Do you hate XML? (2010)

https://sigfrid-lundberg.se/entries/2010/07/hate_xml/

24•theanonymousone•2h ago

Comments

kccqzy•57m ago

In my opinion, the reason people hate XML is because of what M signifies: it is a markup language and most of the time we don’t need a markup language. Markup languages are great for rich text documents. They are just not a good fit for representing data. The markup-nature of XML introduces unnecessary choice in whether to use an attribute or a child element to represent data; for HTML such ambiguity doesn’t actually exist but for data it does. Consider this piece of XML from the Python docs:

    <country name="Liechtenstein">
        <rank>1</rank>
        <year>2008</year>
        <gdppc>141100</gdppc>
        <neighbor name="Austria" direction="E"/>
        <neighbor name="Switzerland" direction="W"/>
    </country>

Why is the country name an attribute but not the rank? Why are all information about neighbors attributes but not children?

Furthermore parsing JSON or YAML gives you an AST that consists of the basic data types like lists and dictionaries. Parsing XML gives you an AST that requires a lot more effort to turn into data in your domain. Even on the web, very few people like to use the verbose XML DOM API like childNodes, nodeType, getElementsByTagName et al; it is basically unheard of for anyone to use it outside the web such as in Python, despite that the DOM API is in the Python standard library since forever (see https://github.com/python/cpython/blob/3.14/Lib/xml/dom/mini... for example).

actionfromafar•52m ago

YAML made me not hate XML.

SoftTalker•45m ago

Agreed. Among text based formats, nothing I hate more than YAML.

tonyedgecombe•33m ago

That and all the proprietary formats we had to deal with before XML came along.

wombatpm•25m ago

XML is like violence. If it’s not solving your problem, you need to use more.

cryptos•52m ago

Interesting point of view. JSON is also not the right thing to use in many scenarios, but it is the de-facto standard now. Maybe something like protobuf is the way to go.

sfn42•35m ago

Not really. In C# I use a parsing library for which I just write a class and then the library automatically serializes the JSON into an instance of that class.

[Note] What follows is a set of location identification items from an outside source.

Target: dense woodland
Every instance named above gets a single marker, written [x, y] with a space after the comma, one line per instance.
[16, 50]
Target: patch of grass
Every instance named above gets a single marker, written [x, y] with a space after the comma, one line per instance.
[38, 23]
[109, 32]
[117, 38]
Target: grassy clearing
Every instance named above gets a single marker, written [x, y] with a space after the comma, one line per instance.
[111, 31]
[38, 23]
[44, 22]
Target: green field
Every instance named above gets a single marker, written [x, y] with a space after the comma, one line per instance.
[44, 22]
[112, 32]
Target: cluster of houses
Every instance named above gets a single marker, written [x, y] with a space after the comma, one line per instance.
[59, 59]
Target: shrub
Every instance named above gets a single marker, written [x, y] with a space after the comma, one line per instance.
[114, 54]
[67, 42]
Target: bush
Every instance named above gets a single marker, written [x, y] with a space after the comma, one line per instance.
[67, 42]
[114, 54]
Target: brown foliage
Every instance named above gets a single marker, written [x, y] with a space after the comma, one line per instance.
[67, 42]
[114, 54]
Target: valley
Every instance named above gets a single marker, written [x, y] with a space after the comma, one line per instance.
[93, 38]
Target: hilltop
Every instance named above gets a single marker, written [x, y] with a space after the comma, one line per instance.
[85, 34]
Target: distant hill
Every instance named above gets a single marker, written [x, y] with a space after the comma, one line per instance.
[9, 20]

I can do the same thing with XML. Of course it doesn't necessarily go that smoothly with all xml, but as long as the xml is fairly simple like a JSON document would be it's totally fine. It's only when you start to use all the features of xml that don't fit neatly into a class model that it starts to get annoying. But if JSON serves your needs then simple xml does as well. I wouldn't use it because JSON works just fine but it's not as bad as people make it seem, unless people make it really bad.

crispyambulance•55m ago

XML was a good, well-intentioned idea.

The problem, IMHO, was that rampant "xml-abuse" in the naughts. ws-* standards and over-engineered garbage like SOAP ("complex object access protocol") made people loathe XML.

I did like JAXB in Java, XLST, schemas, XPATH. Never got into XSL, but it seemed like good thing too. It worked best when your tooling manipulated it for you or at least helped you in an intelligent way. Much of the hate for XML came from situations where you had to deal with someone's over-the-top-one-size-fits all schema without the benefit of tooling to at least hint you in the right direction.

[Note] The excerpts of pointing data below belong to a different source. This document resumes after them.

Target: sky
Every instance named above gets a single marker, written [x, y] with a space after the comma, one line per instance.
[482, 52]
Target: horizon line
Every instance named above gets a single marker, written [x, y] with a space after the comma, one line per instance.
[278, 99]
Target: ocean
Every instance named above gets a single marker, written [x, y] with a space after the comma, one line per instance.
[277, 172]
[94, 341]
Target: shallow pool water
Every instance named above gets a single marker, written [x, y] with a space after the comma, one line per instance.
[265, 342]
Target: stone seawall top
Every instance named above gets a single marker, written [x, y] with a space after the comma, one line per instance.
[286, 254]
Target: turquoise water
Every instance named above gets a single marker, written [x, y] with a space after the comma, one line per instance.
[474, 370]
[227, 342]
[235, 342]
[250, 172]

It still survives in WPF and c# *.proj files. If it were just me, I would still use it for object serialization. But json is king now even though it's inferior.

dtech•15m ago

It's non-trivial to implement XML parser in a secure way, many stdlib ones are insecure by default. That should just not be a thing. XML has a bunch of vulnerabilities very specific to it, XXE is the most well known one, but you also have a bunch of DoSes due to expansions and XPath injection etc.

An object serialization format should not have a bunch of footguns and vulnerability categories specific to it.

cryptos•55m ago

At least XML is hated for the wrong reasons (e.g. verbosity, esthetics) most of the time. There was for sure an era where it was overused (see Apache Cocoon from 2006 https://en.wikipedia.org/wiki/Apache_Cocoon). But XML is still a pretty good format to exchange (and store) data and make sure the data conforms to a certain schema. JSON Schema in comparison is not nearly as powerful.

AnimalMuppet•40m ago

1. What, in your view, are the right reasons to hate XML?

2. To me, verbosity and aesthetics seem like perfectly valid reasons to hate XML. Once you learn S expressions, XML looks disgusting. They implemented half of Common Lisp in a markup language.

hackrmn•52m ago

Every time XML comes up, I feel obligated to share my opinion (I too wrote XML a the turn of the millennium and have seen it become and still witness on occasion it being excommunicated).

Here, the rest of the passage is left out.